- Torna in libertà un lentinese che era stato arrestato per droga
- E’ stato condannato in primo grado in un processo per estorsione, rapine ed incendi
- Era ai domiciliari, adesso ha solo l’obbligo di firma
Era stato arrestato nel dicembre dello scorso anno perché trovato in possesso di svariate piante di marijuana, coltivate nella sua abitazione, Maurizio Sambasile, 48 anni, lentinese, con precedenti penali. Era incappato in un controllo dei carabinieri della Compagnia di Augusta che lo tenevano sotto stretta osservazione, d’altra parte non è certamente “uno qualunque” il presunto coltivatore di erba.

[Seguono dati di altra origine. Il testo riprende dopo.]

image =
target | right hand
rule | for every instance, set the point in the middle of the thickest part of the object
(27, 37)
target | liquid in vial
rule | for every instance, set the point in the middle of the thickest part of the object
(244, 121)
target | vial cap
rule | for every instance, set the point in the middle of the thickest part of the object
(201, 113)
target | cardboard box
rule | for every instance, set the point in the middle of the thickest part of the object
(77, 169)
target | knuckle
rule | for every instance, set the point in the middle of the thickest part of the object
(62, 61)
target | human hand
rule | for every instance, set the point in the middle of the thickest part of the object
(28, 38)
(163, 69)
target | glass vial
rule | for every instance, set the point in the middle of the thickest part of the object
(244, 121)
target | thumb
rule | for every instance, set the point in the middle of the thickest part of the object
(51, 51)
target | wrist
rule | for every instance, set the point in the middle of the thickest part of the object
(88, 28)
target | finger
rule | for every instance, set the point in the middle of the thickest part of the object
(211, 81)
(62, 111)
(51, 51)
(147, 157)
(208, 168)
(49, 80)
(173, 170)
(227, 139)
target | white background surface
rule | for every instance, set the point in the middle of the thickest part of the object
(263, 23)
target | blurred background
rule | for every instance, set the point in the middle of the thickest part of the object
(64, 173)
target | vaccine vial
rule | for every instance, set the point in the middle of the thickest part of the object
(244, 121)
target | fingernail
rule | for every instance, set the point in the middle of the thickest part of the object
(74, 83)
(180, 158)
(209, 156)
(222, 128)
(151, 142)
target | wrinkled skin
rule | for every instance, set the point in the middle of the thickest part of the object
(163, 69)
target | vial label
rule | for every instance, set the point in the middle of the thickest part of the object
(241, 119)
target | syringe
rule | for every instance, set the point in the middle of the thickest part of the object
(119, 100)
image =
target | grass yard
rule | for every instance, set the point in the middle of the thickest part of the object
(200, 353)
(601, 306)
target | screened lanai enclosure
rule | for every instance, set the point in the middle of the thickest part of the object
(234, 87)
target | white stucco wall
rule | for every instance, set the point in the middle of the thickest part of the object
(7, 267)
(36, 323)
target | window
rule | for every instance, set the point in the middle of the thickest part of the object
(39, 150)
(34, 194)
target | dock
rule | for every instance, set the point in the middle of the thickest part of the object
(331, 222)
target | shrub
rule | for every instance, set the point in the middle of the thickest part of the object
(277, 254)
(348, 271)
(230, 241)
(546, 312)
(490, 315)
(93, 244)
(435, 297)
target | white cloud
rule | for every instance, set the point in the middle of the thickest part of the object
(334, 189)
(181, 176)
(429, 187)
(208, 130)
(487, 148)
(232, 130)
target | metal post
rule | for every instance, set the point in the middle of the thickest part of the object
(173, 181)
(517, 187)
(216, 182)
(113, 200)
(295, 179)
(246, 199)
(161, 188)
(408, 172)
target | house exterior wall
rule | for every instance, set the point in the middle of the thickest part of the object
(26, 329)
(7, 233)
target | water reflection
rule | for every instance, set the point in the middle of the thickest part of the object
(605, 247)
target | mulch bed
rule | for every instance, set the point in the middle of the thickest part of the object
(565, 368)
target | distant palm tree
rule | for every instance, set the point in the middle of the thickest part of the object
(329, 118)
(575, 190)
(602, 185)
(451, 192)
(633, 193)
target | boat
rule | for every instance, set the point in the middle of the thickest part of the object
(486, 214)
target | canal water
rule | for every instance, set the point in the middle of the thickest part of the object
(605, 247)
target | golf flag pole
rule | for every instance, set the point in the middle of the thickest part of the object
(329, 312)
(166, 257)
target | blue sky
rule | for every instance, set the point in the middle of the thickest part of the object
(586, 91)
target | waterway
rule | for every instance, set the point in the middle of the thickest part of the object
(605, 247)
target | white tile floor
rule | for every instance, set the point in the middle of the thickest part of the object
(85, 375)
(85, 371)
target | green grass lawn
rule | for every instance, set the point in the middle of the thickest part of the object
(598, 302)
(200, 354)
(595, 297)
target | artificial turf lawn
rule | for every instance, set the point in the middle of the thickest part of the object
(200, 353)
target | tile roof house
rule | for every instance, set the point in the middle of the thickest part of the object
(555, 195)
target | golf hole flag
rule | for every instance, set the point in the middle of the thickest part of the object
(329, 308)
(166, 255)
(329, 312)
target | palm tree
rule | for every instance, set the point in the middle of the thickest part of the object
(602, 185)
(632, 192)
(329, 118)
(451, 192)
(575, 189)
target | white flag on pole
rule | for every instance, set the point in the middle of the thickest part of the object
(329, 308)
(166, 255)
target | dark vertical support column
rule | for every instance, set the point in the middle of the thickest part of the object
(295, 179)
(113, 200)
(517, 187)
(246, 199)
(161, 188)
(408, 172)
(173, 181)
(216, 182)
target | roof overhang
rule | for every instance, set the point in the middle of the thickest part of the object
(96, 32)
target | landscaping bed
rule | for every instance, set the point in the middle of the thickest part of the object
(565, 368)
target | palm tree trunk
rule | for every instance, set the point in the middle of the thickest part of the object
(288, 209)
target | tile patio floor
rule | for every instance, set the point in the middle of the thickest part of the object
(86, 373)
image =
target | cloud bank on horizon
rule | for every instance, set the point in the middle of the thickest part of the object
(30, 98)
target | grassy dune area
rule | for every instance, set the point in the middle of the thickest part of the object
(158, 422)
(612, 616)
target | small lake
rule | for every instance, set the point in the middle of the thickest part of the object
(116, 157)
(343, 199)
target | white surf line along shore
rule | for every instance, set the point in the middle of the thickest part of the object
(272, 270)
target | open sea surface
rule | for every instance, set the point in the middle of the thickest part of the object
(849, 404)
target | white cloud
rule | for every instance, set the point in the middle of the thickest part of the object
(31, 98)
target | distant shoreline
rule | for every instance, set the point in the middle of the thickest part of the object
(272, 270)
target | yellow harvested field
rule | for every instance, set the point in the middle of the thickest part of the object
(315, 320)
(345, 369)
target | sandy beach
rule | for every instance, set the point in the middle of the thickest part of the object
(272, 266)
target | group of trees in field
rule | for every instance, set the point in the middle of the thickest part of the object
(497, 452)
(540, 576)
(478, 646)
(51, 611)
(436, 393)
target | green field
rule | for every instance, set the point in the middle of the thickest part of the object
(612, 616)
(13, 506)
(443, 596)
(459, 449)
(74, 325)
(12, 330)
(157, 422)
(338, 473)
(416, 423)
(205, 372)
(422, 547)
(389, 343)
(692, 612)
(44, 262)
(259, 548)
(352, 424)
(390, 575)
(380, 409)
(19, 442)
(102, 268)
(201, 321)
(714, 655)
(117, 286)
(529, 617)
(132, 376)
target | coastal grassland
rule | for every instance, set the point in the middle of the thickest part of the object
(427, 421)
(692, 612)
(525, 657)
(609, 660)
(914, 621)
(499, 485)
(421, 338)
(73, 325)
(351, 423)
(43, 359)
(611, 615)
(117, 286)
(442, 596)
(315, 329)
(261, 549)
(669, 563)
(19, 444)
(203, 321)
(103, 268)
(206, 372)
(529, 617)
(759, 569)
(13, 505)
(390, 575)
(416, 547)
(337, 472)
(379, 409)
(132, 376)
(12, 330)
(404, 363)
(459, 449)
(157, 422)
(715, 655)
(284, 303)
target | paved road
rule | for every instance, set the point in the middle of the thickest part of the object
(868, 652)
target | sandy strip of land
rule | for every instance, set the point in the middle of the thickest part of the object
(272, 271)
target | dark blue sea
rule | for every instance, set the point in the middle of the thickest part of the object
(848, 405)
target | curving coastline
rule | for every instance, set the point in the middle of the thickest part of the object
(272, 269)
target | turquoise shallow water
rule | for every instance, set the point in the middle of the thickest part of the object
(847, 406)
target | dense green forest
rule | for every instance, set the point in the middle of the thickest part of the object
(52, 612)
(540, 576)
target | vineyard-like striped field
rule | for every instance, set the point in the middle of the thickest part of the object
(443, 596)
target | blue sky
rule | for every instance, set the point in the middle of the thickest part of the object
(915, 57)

Imputato nel processo Uragano
Nel giugno del 2020, i giudici del tribunale di Siracusa lo hanno condannato, insieme ad altre 15 persone al termine del processo denominato Uragano su una serie di estorsioni, incendi e rapine commesse a Lentini. Le indagini furono avviate dagli agenti del commissariato nel gennaio del 2016 dopo una catena di episodi violenti accaduti nel Comune del Siracusano: si erano verificati estorsioni, furti e rapine, quest’ultime, in particolare, ai danni di persone anziane.
Condanna a 8 anni
Sambasile, difeso dall’avvocato Junio Celesti, ha rimediato una condanna ad 8 anni di reclusione e 6 mesi dopo è stato arrestato per quella mini coltivazione di erba, finendo per questo ai domiciliari. La richiesta di revoca della misura cautelare, presentata dalla difesa dell’indagato, è stata accolta e così il 48enne è libero ma con l’obbligo di dimora nel Comune di residenza.
La vicenda del fratello
Il 48enne lentinese è il fratello di Alfio Sambasile, 57 anni, finito sotto processo, insieme a Raffaele Randone, 46 anni, per l‘omicidio di Sebastiano Garrasi, ammazzato nell’aprile del 2002 in un fondo agricolo del Lentinese.
Assolto per omicidio
Entrambi sono stati assolti dai giudici della Corte di Assise di Siracusa che non hanno ritenuto credibile la testimonianza di un collaboratore di giustizia Enzo Ruggeri, per cui, Garrasi ed il suo presunto assassino, Alfio Sambasile, difeso dall’avvocato Junio Celesti, si trovavano nella stessa auto con la vittima alla guida.
Un delitto che, secondo quanto emerso nelle indagini della Dda di Catania, sarebbe connesso al desiderio della vittima di costituire un proprio gruppo criminale, sganciato dalla potente cosca lentinese del boss Nello Nardo, legata alla famiglia Santapaola di Catania.